With that heightened media attention has come more responsibility, Grimm says. He has to talk to curious reporters like me almost constantly, speak at awards dinners, and put up with hateful comments on social media. In our interview, Grimm calls it “a vastly different terrain to navigate than [he] expected but it’s one that [he] signed on for.”
And even though his case has been remanded back to the Fourth Circuit for the time being, transgender student rights will almost certainly end up back before the Supreme Court before too long. Several other cases involving transgender students are currently pending, Block explains, and “unless they all come out the same way, one or more of them is going to—in all likelihood—end up at the Supreme Court.”
“This is an issue that’s going to come back for them sooner or later, and probably on the sooner side,” he hypothesizes.
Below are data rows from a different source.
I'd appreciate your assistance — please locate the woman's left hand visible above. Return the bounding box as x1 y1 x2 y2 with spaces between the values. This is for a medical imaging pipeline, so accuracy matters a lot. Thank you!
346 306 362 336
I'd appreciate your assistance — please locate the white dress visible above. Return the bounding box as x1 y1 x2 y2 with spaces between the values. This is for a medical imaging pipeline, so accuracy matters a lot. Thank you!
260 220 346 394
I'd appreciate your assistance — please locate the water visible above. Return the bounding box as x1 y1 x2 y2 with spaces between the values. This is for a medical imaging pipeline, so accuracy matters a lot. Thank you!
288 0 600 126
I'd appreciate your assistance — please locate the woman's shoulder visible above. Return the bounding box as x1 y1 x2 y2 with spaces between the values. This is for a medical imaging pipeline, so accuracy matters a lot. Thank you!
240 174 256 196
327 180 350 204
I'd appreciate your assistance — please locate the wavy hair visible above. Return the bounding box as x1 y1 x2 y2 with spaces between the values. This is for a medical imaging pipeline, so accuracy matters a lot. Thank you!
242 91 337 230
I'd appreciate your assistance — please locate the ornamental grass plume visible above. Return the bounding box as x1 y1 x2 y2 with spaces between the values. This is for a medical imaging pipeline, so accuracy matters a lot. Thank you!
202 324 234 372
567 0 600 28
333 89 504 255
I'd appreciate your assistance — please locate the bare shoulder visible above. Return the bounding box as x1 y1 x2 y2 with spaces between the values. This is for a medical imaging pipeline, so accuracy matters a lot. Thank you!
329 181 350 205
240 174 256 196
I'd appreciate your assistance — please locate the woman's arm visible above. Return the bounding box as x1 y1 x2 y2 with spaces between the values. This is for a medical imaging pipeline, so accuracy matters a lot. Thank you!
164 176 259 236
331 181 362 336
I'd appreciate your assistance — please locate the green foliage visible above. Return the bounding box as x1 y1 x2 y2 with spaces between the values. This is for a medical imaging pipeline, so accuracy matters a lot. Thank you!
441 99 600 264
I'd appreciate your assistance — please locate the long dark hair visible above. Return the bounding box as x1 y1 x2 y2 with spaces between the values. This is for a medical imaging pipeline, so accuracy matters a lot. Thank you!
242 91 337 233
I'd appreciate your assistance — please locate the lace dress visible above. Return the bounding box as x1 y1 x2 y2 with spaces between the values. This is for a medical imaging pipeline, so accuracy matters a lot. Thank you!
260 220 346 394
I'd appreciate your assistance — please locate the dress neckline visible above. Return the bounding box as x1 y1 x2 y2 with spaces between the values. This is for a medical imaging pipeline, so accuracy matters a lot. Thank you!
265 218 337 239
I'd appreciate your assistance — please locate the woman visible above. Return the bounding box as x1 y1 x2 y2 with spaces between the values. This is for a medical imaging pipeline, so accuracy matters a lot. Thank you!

In the meantime, Grimm is thinking about his future beyond the battle that has defined his high school experience. He is interested in studying genetics after graduation, although he won’t yet disclose where he’s applied for college. I ask him where he sees himself in ten years more generally and he takes a pause.
“Maybe I’ll be a husband, maybe a father,” he says. “It would be nice to have an established career path. I’ll probably have cats, maybe a dog. There’s just no telling. I see myself as happy.”
I ask Gavin how he feels about the fact that people will consider him to have been a “pioneer” or a “hero”—especially among his own generation, which shows vast support for LGBT rights. He is certainly aware that those descriptors have been applied to him, but he doesn’t embrace them.
“I try very hard not to discount what I’m doing but at the same time, when people assign monikers like that to me—’pioneer’ or ‘hero’—I’m still having a hard time getting used to that,” he tells me. “I don’t know that I ever will. And I don’t know that I necessarily agree. I just think that I was sort of doing what needed to be done.”
And most of the time, Grimm is—as he told the school board years ago—just a human being, just a boy. To his friends, he’s not an icon. He’s just Gavin. And teenagers being teenagers, Grimm tells me, they are always at the ready with an insult whenever he does “stupid stuff” like accidentally touch a hot iron.
“Oh yeah, you’re my hero!” they’ll tease him. And they laugh.